Boomer retirement strategy on an index card

Given the financial challenges facing most boomers, you'll need to be resilient and resourceful to make every dollar count during retirement and to live well during your later years. But if retirement planning seems too complicated to you, here's an effective strategy that's simple enough to be written on an index card.

This approach was inspired by a recent article in the Washington Post that claimed to be able to provide readers with all the financial advice they'd ever need on an index card. The tips were short and to the point, though not all-inclusive: All the advice offered was about saving and investing and didn't cover any other financial issues.
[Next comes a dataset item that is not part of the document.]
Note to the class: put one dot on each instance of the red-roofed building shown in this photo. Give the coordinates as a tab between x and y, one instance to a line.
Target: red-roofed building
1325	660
And although the retirement strategy I'm proposing is fairly easy to understand, it may be hard to put into practice. But at least you'll have some guidelines that offer smart tips for making your retirement work.

Of course, each brief step has details that can't be squeezed onto an index card, so I'm including some additional information here about each step to help you understand exactly what you need to do.

Start Social Security at age 70. For most people, this will maximize their lifetime payout, and it's a great way to protect surviving spouses, who are typically women. If you're married, it might pay to start Social Security earlier for one spouse, often the wife. Take the time to figure out the best claiming strategy if you're married.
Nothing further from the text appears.